Mr Skamp had a typical urban upbringing – he attended a local elementary school in Victoria Park and played some sports before starting a carpenter’s apprenticeship at the age of 16.

After a year in this role, he was offered a job in Badgingarra, a city he had never been to. Therefore, he changed his training and moved in 2018.

“It was a self-imposed experience – I was happy to take on the challenge, but it was really difficult at times,” said Skamp.

“The community gave me a very good hug, but I wasn’t even 18 years old so I couldn’t go to the pub and found out that a lot of socializing in rural towns is in the pub.

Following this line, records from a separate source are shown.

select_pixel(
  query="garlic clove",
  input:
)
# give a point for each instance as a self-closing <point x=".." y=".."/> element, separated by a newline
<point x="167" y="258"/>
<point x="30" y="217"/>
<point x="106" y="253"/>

“It was a different social circle than I was used to, but I tried to adapt as much as possible – there were lots of young people taking me under their wing and lots of people went out of their way to help me . “

Having never lived in the country before, it didn’t take Mr. Skamp long to figure out where he belonged, and when he finished his apprenticeship early last year, he also quickly discovered that he had a passion for farming and warehouse work .

“The whole rural lifestyle was something I always wanted and when I moved here I realized that my greatest passion was livestock,” he said.

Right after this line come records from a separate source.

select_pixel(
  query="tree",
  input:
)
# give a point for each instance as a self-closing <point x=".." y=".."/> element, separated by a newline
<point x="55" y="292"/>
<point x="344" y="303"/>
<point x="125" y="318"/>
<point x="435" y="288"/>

“I do a lot of weekend work around town for some older guys. I go out and help with the camp work with my own working dogs. So a lot of guys know me well in advance as someone willing to help them.”

In April 2019, Mr Skamp and his current fiancé, who is the daughter of the man he trained under, rented a 40-acre farm with a homestead.

Mr. Skamp bought 150 ewes from the family of a partner, the Kennys, and set out to work full-time to complete his education while managing his herd.

“This was my first project and I enjoyed having something to do when I got home from work. It was interesting to balance the two, but it was definitely worth it,” he said.

“I sold the sheep when the prices went up in the east, so I took them all down and now I’m growing some forage before I come back next year.

“I brought out some lupins with some fertilizer last year and I will probably bring out some clover this year, but there are lots of good grasses that grow naturally on the property.”

After completing his training, Mr. Skamp decided that he wanted to focus on training as a stockman and got a job with Black Arrow Agriculture in Hill River.

In that role, he had a mentor named George Large, a 75-year-old on the verge of retirement, whom Mr. Skamp credits for teaching him everything he now knows.

After Black Arrow was sold to Andrew Forrest and the official transition took place this week, it was time for Mr Skamp to move on and he will begin a new role with a local family, the Fitzgeralds, next Monday.

“They run a mixed farm and livestock farm with a strong focus on Angus cows. They are also trying to increase their sheep numbers so there will be a lot of warehouse work,” he said.

“They also cut a lot of silage and hay for feed production, so I think I’ll do a bit of that too.”

Looking ahead, Mr Skamp plans to focus on his new job this year before buying sheep for his own property in 2022.

“Last year I got ewes and mated them and sold them as mated ewes,” he said

“I’m not sure what I’ll get next time and it will depend on the market, but I will consider buying ewes again and keeping them raised.

“I’m a sheepman, but I’ll try to get a few cows to help each other and eat different grasses. So it’s a good idea to have different types of herds.”

When it comes to his long-term goals, it’s simple: at 30, Mr. Skamp wants to lease more land and turn his own farm from a hobby into a full-time job.

For him, this means leasing around 2000 hectares for a mixed cultivation and livestock farm, which is dominated by a stocking program with 2500 ewes and a feed program.

“I didn’t grow up on a farm, but nobody in Badgingarra really cares as long as you show that you can work hard, so there’s a real mutual respect,” Skamp said.

“I plan to call this place home for a very long time. For me, the farm is a place where I want to raise my children and I want to offer them this life.”